No les voy a negar que siento cierta repugnancia al manipular estos engendros de la genética veterinaria, pero hay días en que los lobos solitarios tenemos que alimentarnos de las más nauseabundas carroñas, incluyendo estas atrocidades de la zootecnia que algunos ilusos llaman “pollo”.
Claro que gracias a esos monstruos de la ciencia que en los años cincuenta lograron que estas gallináceas se produjesen, o fabricasen, como tornillos, hoy día, hasta los más miserables del mundo, podemos comer lo que hasta hace poco más de medio siglo era solo comida de acaudalados burgueses, altos cargos de la curia o nobles aristócratas.
Lo más dramático de este esperpento es que nuestros jóvenes piensan que este es el genuino sabor del pollo, mientras que si prueban un auténtico
pitu caleya, le hacen ascos, como ya nos pasa a nosotros con la leche natural.
Pero bueno, hay días en que la mente de un cocinero es aún más retorcida que la de los genetistas, que ya es decir, y eso sucedió esta mañana cuando rompí la película de la bandejita de los muslos (eso de llamar papel film a una lámina de plástico, me parece una pedantería) y mis neuronas se movieron a ritmo de marcha de Aida para ver como convertía aquellos despojos avícolas en algo comestible.
Últimamente le estoy sacando mucho partido a un barrilito de olivas aloreñas (más conocidas por malagueñas), así que, como tienen mucho sabor, pues me dije “Duro con ellas, Pepín”.

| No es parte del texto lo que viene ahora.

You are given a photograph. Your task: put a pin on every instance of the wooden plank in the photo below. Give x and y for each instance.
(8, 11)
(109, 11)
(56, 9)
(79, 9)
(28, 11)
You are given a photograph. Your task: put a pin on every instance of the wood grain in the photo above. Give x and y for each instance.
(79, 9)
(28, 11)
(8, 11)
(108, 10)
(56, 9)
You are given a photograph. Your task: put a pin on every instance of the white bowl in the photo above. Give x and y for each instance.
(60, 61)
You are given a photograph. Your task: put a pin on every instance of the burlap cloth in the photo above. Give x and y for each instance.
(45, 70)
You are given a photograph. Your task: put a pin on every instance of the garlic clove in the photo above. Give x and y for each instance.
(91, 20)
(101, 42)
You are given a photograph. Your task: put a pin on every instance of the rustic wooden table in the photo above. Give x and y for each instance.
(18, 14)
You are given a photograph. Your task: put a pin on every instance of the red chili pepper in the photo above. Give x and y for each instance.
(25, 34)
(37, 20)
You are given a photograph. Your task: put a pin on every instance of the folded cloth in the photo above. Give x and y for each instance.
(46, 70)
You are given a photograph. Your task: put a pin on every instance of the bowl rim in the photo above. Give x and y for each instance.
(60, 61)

El concepto es bien sencillo de entender. Si disponemos de un producto de extraordinario sabor como puedan ser unos
salmonetes del Cabo peñas, lo propio es poner el mínimo de aderezo para respetar esos sublimes aromas amariscados, luego por deducción directa, si tenemos una piltrafa de comida como pueden ser unos muslitos de pollo de Hipercor, pues lo suyo es echarle todo lo que pillemos por la despensa. Y así hice, y no crean, a pesar del lamentable aspecto, estaban muy ricos.
La receta
Ponemos a dorar los supuestos apéndices motrices en una sartén ad hoc con un poco de aceite de oliva virgen de mucho sabor.
Mientras, con soltura y donaire, pelamos y cortamos los dientes de ajo en laminitas.

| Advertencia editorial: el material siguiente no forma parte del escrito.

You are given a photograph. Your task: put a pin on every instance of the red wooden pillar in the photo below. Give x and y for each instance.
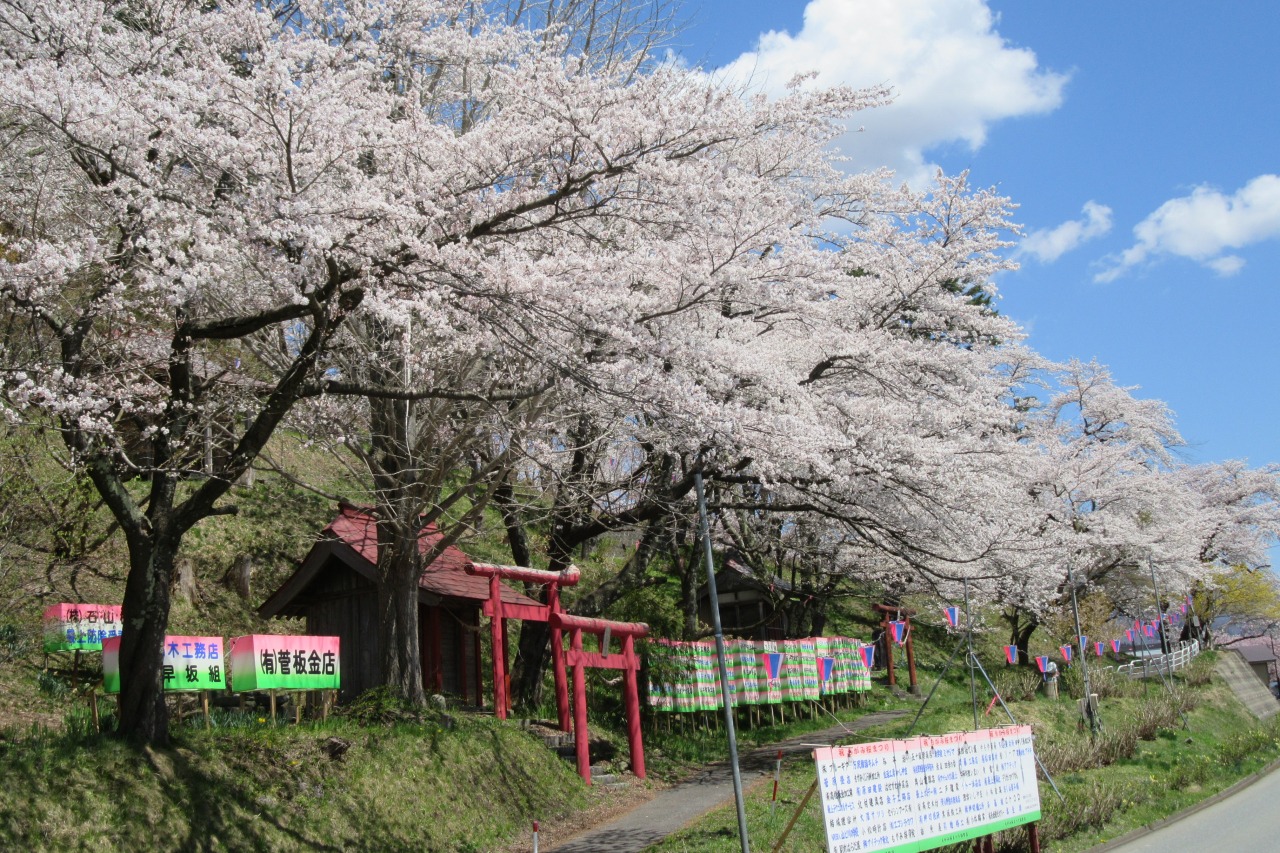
(888, 648)
(558, 658)
(581, 739)
(910, 657)
(498, 634)
(478, 662)
(631, 699)
(437, 649)
(460, 655)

Procedemos del mismo modo con las aceitunas, solo que en vez de pelarlas, lo que sería un trabajo estúpido y muy laborioso, lo que hacemos es simplemente retirarles el hueso que tienen en su interior, y picar la carne restante.
Visto el color doradito de los jamoncitos del aspirante a pollo, añadimos el ajo y las aceitunas, un buen puñadito de cominos en grano y otro de tomillo. Removemos todo y aderezamos con Shichimi Togarashi ¿Y que demonios es el Shichimi Togarashi? Se preguntarán ustedes, bueno, pues no tengo ni idea, pero son unos polvitos de colores que vienen en un frasquito rojo y que los japoneses usan para dar sabor a sus pollos, que son igual de asquerosos que los de El Corte Inglés. No me negarán que no es una idea brillante.
De esta guisa removemos bien todo, rociamos por un poco de vino fino de Jerez (también puede usarse manzanilla de Sanlúcar o fino de Moriles), damos un hervor para evaporar el alcohol, y tapamos la sartén para todo ello se compenetre y configure un sorprendente sabor, no sé si con aires andaluces o de Osaka, pero muy curioso.
Si hubiese tenido algo más de fe en mi creación, le hubiera puesta una rica guarnición, por ejemplo un
Puré avellanas, unas
cebolletas confitadas, incluso un
Pisto de berenjena, que le hubiera ido de perlas, pero como no tenía nada de eso (si lo hubiese tenido no hubiera guisado esta porquería), pues así quedaron, viuditos.
Como no puede ser de otra manera, acompañé este plato de un afrutado vino blanco, en este caso con uno que iba muy acorde con la calidad del plato, o sea, una de esas porquerías que están haciendo ahora en la D.O. Rueda y que compré a pocos metros del pollo, es decir, en Hipercor, una de las grandes superficies que puede presumir de tener la peor selección de vinos de España. La verdad es que el plato no se merecía mucho más, pero si tienen ustedes la dicha de conseguir un auténtico pollo, o sea, un gallo, les aconsejo que prueben con un buen albariño, por ejemplo un Pazo de Señorans, y verán que alucine de maridaje.